You do not usually keep summa- ry data in an operational system. When a user queries the data warehouse for analysis, he or she usually starts by look- ing at summary data. The user may start with total sale units of a product in an entire re- gion. Then the user may want to look at the breakdown by states in the region. The next step may be the examination of sale units by the next level of individual stores.

Frequent- ly, the analysis begins at a high level and moves down to lower levels of detail. In a data warehouse, therefore, you find it efficient to keep data summarized at differ- ent levels. Depending on the query, you can then go to the particular level of detail and satisfy the query.

Data granularity in a data warehouse refers to the level of detail. The lower the level of detail, the finer the data granularity. Of course, if you want to keep data in the lowest level of detail, you have to store a lot of data in the data warehouse. You will have to decide on the granularity levels based on the data types and the expected system performance for queries. Figure shows examples of data granularity in a typical data warehouse.

Some authors and vendors use the two terms synonymously. Some make distinctions that are not clear enough. At this point, it would be worthwhile for us to examine these two terms and take our position. Let us examine this statement and take a stand. Before deciding to build a data warehouse for your organization, you need to ask the following basic and fundamental questions and address the relevant issues: These are critical issues requiring careful examination and planning.

Should you look at the big picture of your organization, take a top-down approach, and build a mammoth data warehouse? Or, should you adopt a bottom-up approach, look at the individual local and departmental requirements, and build bite-size departmental data marts? Should you build a large data warehouse and then let that repository feed data into lo- cal, departmental data marts? On the other hand, should you build individual local data marts, and combine them to form your overall data warehouse?

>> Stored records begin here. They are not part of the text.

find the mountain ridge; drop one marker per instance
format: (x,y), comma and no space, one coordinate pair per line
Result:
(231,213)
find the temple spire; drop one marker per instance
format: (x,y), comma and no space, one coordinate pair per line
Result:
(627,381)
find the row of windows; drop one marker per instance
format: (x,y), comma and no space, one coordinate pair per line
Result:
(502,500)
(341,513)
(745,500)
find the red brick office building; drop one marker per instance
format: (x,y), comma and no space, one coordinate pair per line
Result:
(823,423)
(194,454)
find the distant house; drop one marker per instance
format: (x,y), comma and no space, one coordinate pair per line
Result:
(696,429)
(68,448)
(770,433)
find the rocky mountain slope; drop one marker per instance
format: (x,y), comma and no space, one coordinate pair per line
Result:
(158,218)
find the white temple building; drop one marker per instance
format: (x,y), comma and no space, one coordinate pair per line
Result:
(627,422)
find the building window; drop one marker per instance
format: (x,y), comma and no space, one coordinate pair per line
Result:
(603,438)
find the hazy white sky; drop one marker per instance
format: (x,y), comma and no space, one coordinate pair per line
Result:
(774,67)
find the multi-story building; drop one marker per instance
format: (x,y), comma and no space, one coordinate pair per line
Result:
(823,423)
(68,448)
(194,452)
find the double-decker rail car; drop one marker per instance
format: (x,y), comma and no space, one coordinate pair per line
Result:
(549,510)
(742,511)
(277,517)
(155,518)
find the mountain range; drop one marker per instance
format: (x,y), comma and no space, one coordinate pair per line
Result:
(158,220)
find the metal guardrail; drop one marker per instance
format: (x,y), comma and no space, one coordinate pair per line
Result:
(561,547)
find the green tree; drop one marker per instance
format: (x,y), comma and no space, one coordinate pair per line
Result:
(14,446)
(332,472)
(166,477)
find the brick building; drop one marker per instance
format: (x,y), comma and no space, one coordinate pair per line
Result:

Should these local data marts be independent of one another? Or, should they be dependent on the overall data warehouse for data feed?

Should you build a pilot data mart? These are crucial questions. How are They Different? Let us take a close look at Figure It's easier to figure out tough problems faster using Chegg Study. Unlike static PDF Data Warehousing Fundamentals for IT Professionals solution manuals or printed answer keys, our experts show you how to solve each problem step-by-step.

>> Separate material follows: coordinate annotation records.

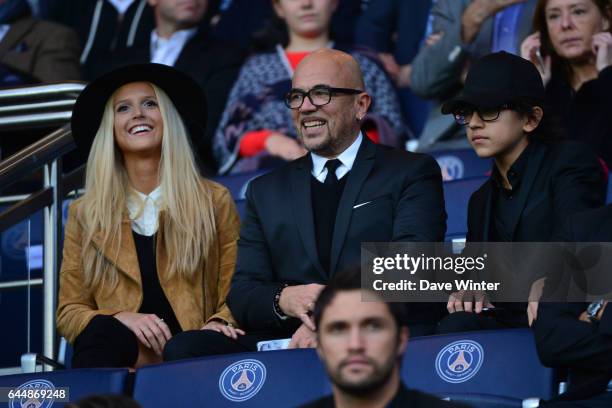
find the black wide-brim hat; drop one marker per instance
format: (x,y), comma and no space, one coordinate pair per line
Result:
(185,93)
(497,79)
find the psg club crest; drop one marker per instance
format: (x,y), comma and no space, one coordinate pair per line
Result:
(459,361)
(451,166)
(242,380)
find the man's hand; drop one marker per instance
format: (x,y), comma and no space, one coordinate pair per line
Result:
(283,146)
(150,330)
(303,338)
(477,12)
(298,301)
(530,50)
(467,301)
(535,293)
(226,329)
(585,317)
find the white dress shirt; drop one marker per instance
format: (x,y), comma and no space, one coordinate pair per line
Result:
(144,211)
(166,50)
(3,30)
(347,158)
(121,5)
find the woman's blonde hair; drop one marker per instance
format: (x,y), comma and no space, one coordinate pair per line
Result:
(188,223)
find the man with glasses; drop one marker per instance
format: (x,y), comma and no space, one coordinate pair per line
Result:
(307,219)
(536,181)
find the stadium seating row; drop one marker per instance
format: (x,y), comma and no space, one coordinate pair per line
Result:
(492,368)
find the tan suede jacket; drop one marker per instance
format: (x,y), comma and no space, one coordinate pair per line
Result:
(194,302)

No need to wait for office hours or assignments to be graded to find out where you took a wrong turn. You can check your reasoning as you tackle a problem using our interactive solutions viewer. Plus, we regularly update and improve textbook solutions based on student ratings and feedback, so you can be sure you're getting the latest information available.

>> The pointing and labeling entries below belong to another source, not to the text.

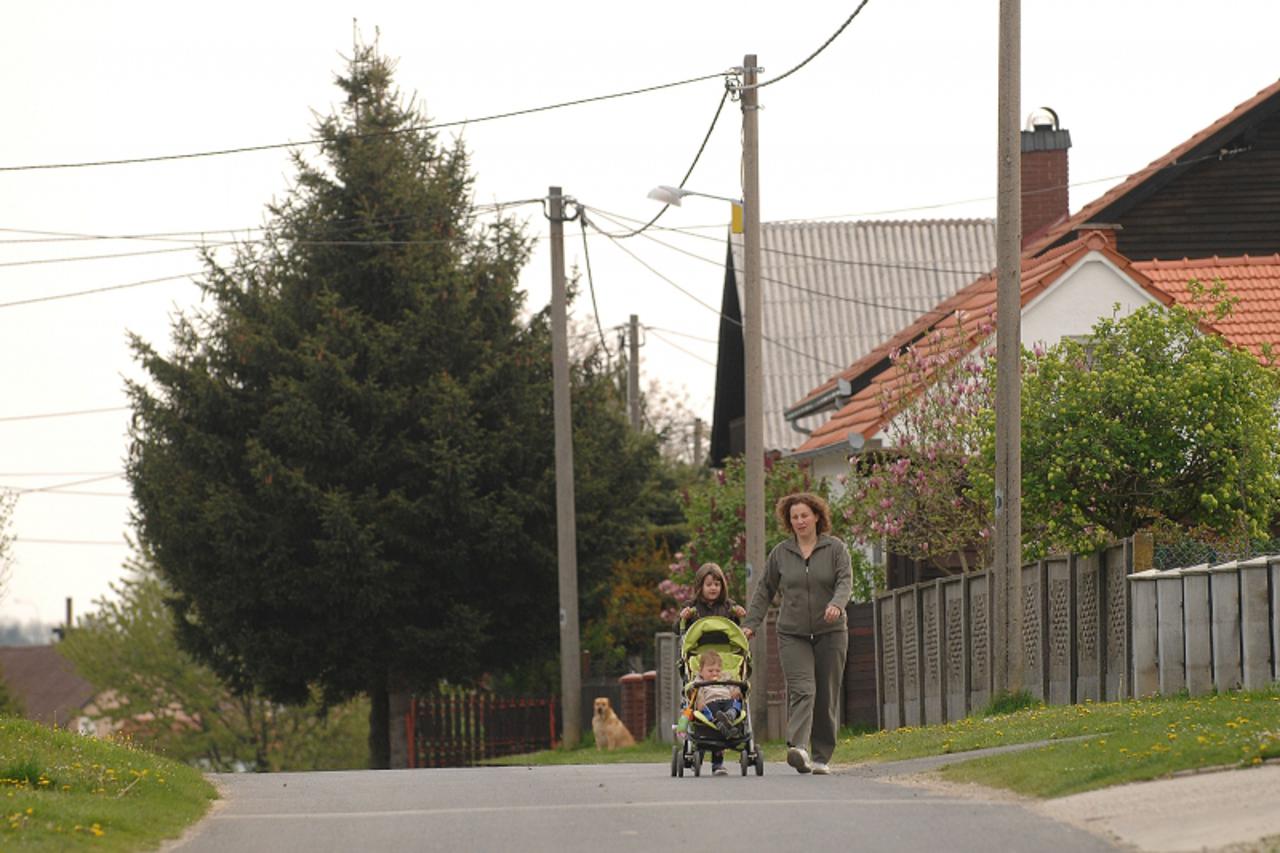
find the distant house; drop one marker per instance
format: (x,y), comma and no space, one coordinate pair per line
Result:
(48,687)
(1210,209)
(831,292)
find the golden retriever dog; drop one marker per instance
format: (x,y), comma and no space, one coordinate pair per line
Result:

Our interactive player makes it easy to find solutions to Data Warehousing Fundamentals for IT Professionals problems you're working on - just go to the chapter for your book.De- cision-support systems are developed to provide strategic information.

For example, they must be able to review sales quanti- ties by product, salesperson, district, region, and customer groups. You get snapshots of transactions that happen at specific times. How can this book be exactly suitable for IT professionals?

The fundamental reason for the inability to provide strategic information is that we have been trying all along to provide strategic information from the operational systems.

Each independent data mart will be blind to the overall requirements of the entire organization. This limitation caused frustration and executive in- formation systems did not last long in many companies. Depending on the requirements of the business, these data movements take place twice a day, once a day, once a week, or once in two weeks.

Depending on the industries you have worked in, you must have been involved in applications such as order processing, general ledger, inventory, in-patient billing, checking accounts, insurance claims, and so on. Why then do we talk about an information crisis?